Speaking of logic, explain the logic behind Hondas being worse than Nissans. Best have an original answer, I've heard them all.


----------



## 2oosX_SE-R_98 (Aug 10, 2004)

samo said:


> Speaking of logic, explain the logic behind Hondas being worse than Nissans. Best have an original answer, I've heard them all.


It's not any better if you consider the quality of the product in itself, honda is a great motor company, I've had a civic as my first car and it was more than reliable, I liked it... but when it comes to street and drag racing or performance.. Nissan is much better with the SR20 (DE Or DET) or the RB26 or the CA18 than would be a B18C or any of those N/A engines... a SR20 Engine has alot more potential when it comes to tuning as a B18 does.. IMO

and not only if we speak of performance... even tho hondas are great cars, you see one or twelve on each damn street... "I got a huge muffler on my civic and it gives me about 50WHP" typical ricers.. ok some civics will do flat 12 on the 1/4 miles but I don't care... a civic is a civic... you'll get alot more respect in a Nissan (200-240sx, 300zx-350z...) than a civic... each Nissan car has his equivalent car in the honda series and IMO all Nissans Are better.

From a poll I did on a canada wide forum.. there are about 15-20 200sx SE-Rs in ALL canada if it's not less than that.. how many civics?

Just a question of picking what you look for.. I have nothing against honda at all, as long as they are kept stock and to do daily driving.. (civics)

my 2 cents


----------



## sethwas (Apr 30, 2002)

2oosX_SE-R_98 said:


> From a poll I did on a canada wide forum.. there are about 15-20 200sx SE-Rs in ALL canada if it's not less than that.. how many civics?
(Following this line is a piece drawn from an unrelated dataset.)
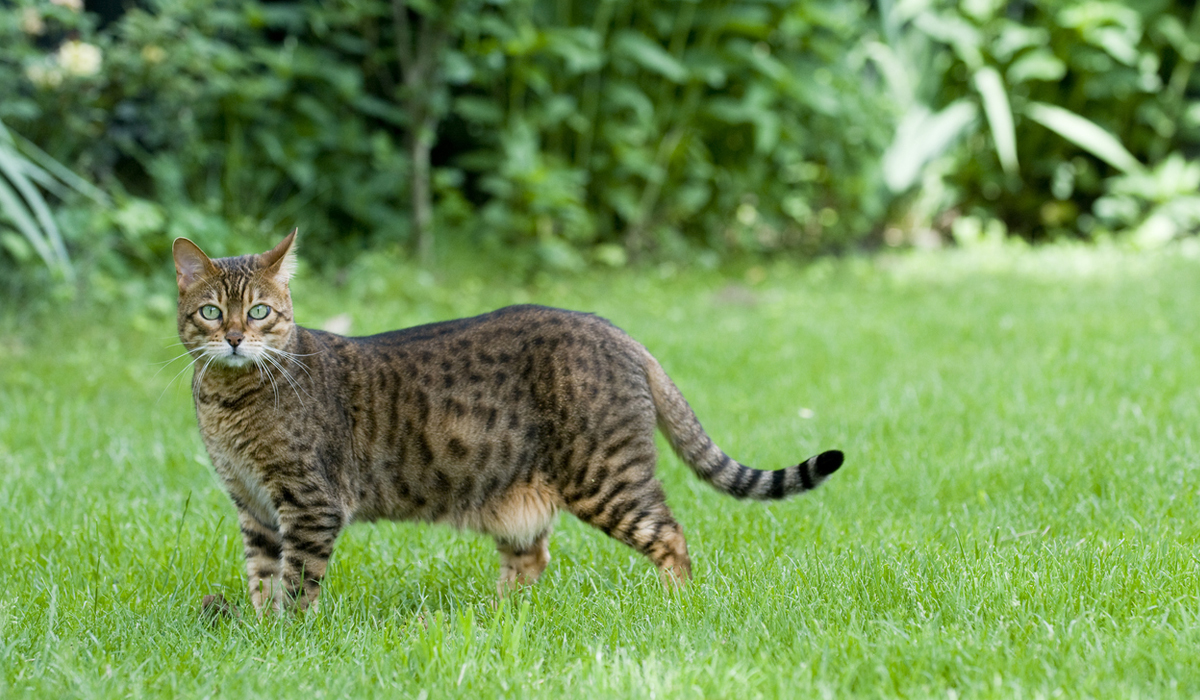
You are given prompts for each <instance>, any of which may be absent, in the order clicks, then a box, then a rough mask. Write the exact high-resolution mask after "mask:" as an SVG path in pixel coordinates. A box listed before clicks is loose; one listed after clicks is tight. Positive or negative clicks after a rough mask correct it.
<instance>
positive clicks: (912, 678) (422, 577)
mask: <svg viewBox="0 0 1200 700" xmlns="http://www.w3.org/2000/svg"><path fill="white" fill-rule="evenodd" d="M1187 252H1188V251H1186V250H1178V249H1176V250H1172V251H1170V252H1159V253H1132V252H1121V251H1116V250H1105V249H1099V250H1081V249H1072V247H1066V249H1058V247H1050V249H1043V250H1037V251H1033V252H1030V253H1026V255H1020V253H1018V252H1014V251H1010V250H1000V251H990V252H983V251H977V252H971V251H966V252H961V251H960V252H949V253H937V255H913V256H905V257H881V258H877V259H872V261H862V259H847V261H822V262H818V263H816V264H812V265H808V267H796V265H788V264H779V265H766V267H763V268H751V269H749V270H746V271H745V273H744V274H739V275H737V276H736V277H730V276H720V275H715V274H712V273H704V271H701V270H695V271H690V270H674V271H673V270H671V269H670V268H655V269H642V270H636V271H629V270H625V271H614V273H605V274H600V273H594V274H587V275H582V276H577V277H568V279H554V280H538V281H534V282H530V283H527V285H516V283H511V282H503V281H498V280H496V279H492V277H488V276H487V273H486V271H470V273H461V274H452V273H450V271H444V273H439V274H437V275H430V274H418V273H415V271H413V270H412V269H410V268H407V267H406V265H403V264H398V263H395V262H391V261H388V259H385V258H382V257H380V258H372V259H368V261H365V262H362V263H361V264H359V267H356V268H355V269H354V270H350V271H349V273H348V274H347V275H346V279H344V282H343V285H342V286H340V287H334V286H331V285H326V283H323V282H320V281H319V280H318V279H316V277H314V276H312V275H301V276H300V277H299V279H298V280H296V281H295V283H294V285H293V293H294V294H295V295H296V312H298V318H299V321H300V322H301V323H305V324H307V325H319V324H322V323H323V322H324V321H325V319H326V318H330V317H332V316H336V315H340V313H348V315H349V317H350V318H352V319H353V333H359V334H365V333H373V331H378V330H384V329H389V328H395V327H400V325H409V324H414V323H422V322H427V321H434V319H442V318H450V317H454V316H461V315H468V313H476V312H481V311H486V310H491V309H493V307H497V306H502V305H505V304H511V303H516V301H535V303H541V304H551V305H559V306H566V307H572V309H580V310H590V311H596V312H599V313H601V315H604V316H606V317H608V318H610V319H612V321H613V322H614V323H617V324H618V325H620V327H623V328H624V329H625V330H628V331H629V333H630V334H631V335H634V336H635V337H637V339H638V340H641V341H642V342H643V343H644V345H646V346H647V347H649V348H650V351H652V352H654V353H655V354H656V355H658V357H659V359H660V360H661V361H662V364H664V366H665V367H666V369H667V371H668V372H670V373H671V375H672V377H673V378H674V379H676V383H677V384H679V387H680V388H682V389H683V391H684V394H685V395H686V396H688V397H689V400H690V401H691V403H692V406H694V407H695V408H696V412H697V414H698V415H700V418H701V420H702V421H703V423H704V426H706V427H707V429H708V431H709V433H710V435H712V436H713V437H714V439H715V441H716V442H718V444H720V445H721V447H724V448H725V449H726V450H727V451H728V453H731V454H732V455H733V456H734V457H737V459H739V460H743V461H745V462H748V463H750V465H755V466H758V467H763V468H775V467H782V466H786V465H791V463H794V462H796V461H797V460H799V459H802V457H805V456H808V455H810V454H814V453H815V451H818V450H822V449H832V448H839V449H842V450H845V453H846V465H845V466H844V467H842V469H841V471H840V472H839V473H838V474H835V475H834V477H833V478H832V479H830V480H829V481H827V483H826V485H824V486H822V487H821V489H820V490H817V491H815V492H812V493H810V495H809V496H806V497H802V498H797V499H793V501H788V502H784V503H776V504H770V505H764V504H756V503H739V502H737V501H734V499H732V498H728V497H726V496H721V495H719V493H716V492H715V491H713V490H710V489H708V487H707V486H704V485H703V484H701V483H700V481H698V480H697V479H695V478H694V477H692V475H691V474H690V472H689V471H688V469H686V467H684V466H683V465H682V463H680V462H678V461H677V460H676V459H674V456H673V455H667V454H665V455H664V456H662V457H661V460H660V475H661V478H662V480H664V481H665V483H666V487H667V493H668V498H670V503H671V507H672V509H673V510H674V513H676V515H677V516H678V519H679V521H680V522H682V523H683V527H684V531H685V533H686V534H688V539H689V544H690V548H691V555H692V560H694V563H695V573H696V579H695V581H694V582H692V585H691V586H689V587H688V588H686V590H684V591H682V592H679V593H677V594H671V596H667V594H665V593H664V591H662V590H661V587H660V585H659V582H658V578H656V575H655V572H654V570H653V567H652V566H650V564H649V563H648V562H647V561H644V560H642V558H641V557H640V556H638V555H636V554H634V552H632V551H631V550H629V549H625V548H623V546H622V545H618V544H617V543H614V542H612V540H608V539H607V538H606V537H604V534H601V533H600V532H598V531H593V530H590V528H588V527H587V526H583V525H581V523H580V522H577V521H575V520H572V519H571V517H570V516H565V517H564V519H563V520H562V522H560V525H559V527H558V531H557V532H556V534H554V537H553V538H552V539H551V552H552V555H553V561H552V562H551V564H550V568H548V569H547V572H546V575H545V576H544V579H542V581H541V582H540V584H539V585H538V586H536V587H535V588H533V590H529V591H524V592H521V593H518V594H516V596H514V597H512V598H510V599H509V600H506V602H505V603H503V604H500V605H499V606H497V605H496V599H494V585H493V582H494V578H496V573H497V567H498V563H497V557H496V554H494V550H493V545H492V542H491V540H490V539H487V538H485V537H481V536H478V534H473V533H457V532H454V531H450V530H448V528H442V527H430V526H416V525H409V523H380V525H373V526H365V525H355V526H352V527H350V528H349V530H348V531H347V532H346V533H344V534H343V536H342V538H341V539H340V542H338V545H337V549H336V552H335V555H334V560H332V566H331V569H330V574H329V576H328V579H326V586H325V587H324V591H323V593H322V606H320V609H319V611H317V612H316V614H311V615H307V616H302V617H295V618H287V620H282V621H281V620H270V621H265V622H259V621H257V620H254V618H253V616H247V617H244V618H242V620H240V621H236V622H226V623H221V624H217V626H215V627H210V626H208V624H206V623H203V622H202V621H200V620H199V615H198V610H199V602H200V598H202V596H204V594H205V593H223V594H224V596H226V597H228V598H229V599H232V600H235V602H238V603H239V604H241V605H245V604H246V596H245V592H244V590H242V587H244V585H245V584H244V576H242V573H241V544H240V543H241V540H240V537H239V534H238V528H236V525H235V521H234V517H233V515H234V509H233V507H232V504H230V503H229V502H228V498H227V497H226V496H224V493H223V491H222V490H221V487H220V485H218V484H217V483H216V479H215V477H214V475H212V472H211V467H210V466H209V462H208V457H206V456H205V454H204V450H203V448H202V444H200V439H199V435H198V432H197V429H196V420H194V417H193V413H192V405H191V396H190V389H188V383H190V377H191V371H187V370H185V371H182V372H181V373H180V375H179V377H178V378H176V379H174V381H172V377H173V376H174V375H175V373H176V372H180V370H184V363H182V361H176V363H174V364H169V365H167V366H166V369H162V370H161V371H160V367H162V364H161V363H163V361H164V360H169V359H170V358H172V357H174V355H175V354H178V353H179V352H180V351H179V349H176V346H173V345H172V343H173V340H174V339H173V335H174V311H173V300H169V301H168V300H166V299H163V298H157V299H151V300H150V303H149V304H146V305H145V306H146V309H149V310H154V309H160V307H163V306H169V307H170V309H168V310H167V312H163V311H162V310H161V309H160V311H158V312H157V313H155V312H152V311H138V312H136V313H130V315H124V313H119V312H115V311H102V312H96V313H95V315H94V316H92V315H88V313H85V312H82V311H71V310H66V311H62V312H61V313H60V315H49V313H47V315H41V316H38V317H37V318H36V319H34V321H29V319H22V321H18V318H19V315H14V313H10V315H8V316H7V321H2V322H0V696H4V698H22V696H43V698H52V696H54V698H59V696H77V698H91V696H106V698H107V696H122V698H124V696H130V698H143V696H145V698H176V696H208V695H221V696H227V698H253V696H270V698H320V696H348V695H353V696H356V698H358V696H364V698H366V696H378V698H404V696H412V698H426V696H427V698H434V699H436V698H448V696H466V698H475V696H510V698H530V696H547V698H568V696H572V698H575V696H577V698H608V696H637V698H737V699H739V700H749V699H751V698H760V696H762V698H809V696H834V698H846V696H918V698H924V696H949V698H954V696H964V698H965V696H997V698H1039V696H1056V695H1061V694H1064V695H1067V696H1112V698H1133V696H1154V698H1166V696H1196V695H1200V560H1198V557H1196V554H1198V552H1200V508H1198V505H1200V503H1198V501H1200V451H1198V449H1196V447H1198V438H1200V352H1198V341H1200V312H1198V311H1200V259H1198V257H1196V256H1188V255H1186V253H1187ZM164 264H169V263H166V262H164ZM167 286H169V280H168V281H167ZM163 292H164V293H172V292H173V291H172V289H170V288H164V289H163ZM264 419H266V418H264ZM660 444H662V443H661V442H660Z"/></svg>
We had some in Montreal, QC alone. www.npclub.com

Seth


----------



## jeff9nissan (Jan 9, 2004)

i got mine from **************.com it was like 800 plus like 130 shipping. i didnt get the fender flares, wing, door biginators, or anything, just the bumpers and skirts...


----------



## oktodisconnect (Aug 31, 2004)

*gt-r bodykit*

im new and im just now looking for a bodykit for my nissan sentra gxe. I know this is retarded but do you think this bodykit would fit my sentra?


----------



## jeff9nissan (Jan 9, 2004)

yes. if its a b14 then yes. i think all body work is interchangable between the sentra and the 200sx. given that you specify 2 or 4 door.


----------



## oktodisconnect (Aug 31, 2004)

jeff9nissan said:


> yes. if its a b14 then yes. i think all body work is interchangable between the sentra and the 200sx. given that you specify 2 or 4 door.


so I would call erebuni to order it and tell them the sentra is a sedan? also what about the kit for the sentra they sell below the sx?should i go for that one instead? is there evn a difference? One last thing, is there anywhere else I could get that grill? thanks


----------



## 2oosX_SE-R_98 (Aug 10, 2004)

oktodisconnect said:


> so I would call erebuni to order it and tell them the sentra is a sedan? also what about the kit for the sentra they sell below the sx?should i go for that one instead? is there evn a difference? One last thing, is there anywhere else I could get that grill? thanks


well as he said, they do the kit for the 200sx AND the sentra... so just call them I'm pretty sure it will fit (unless it's a B15)


----------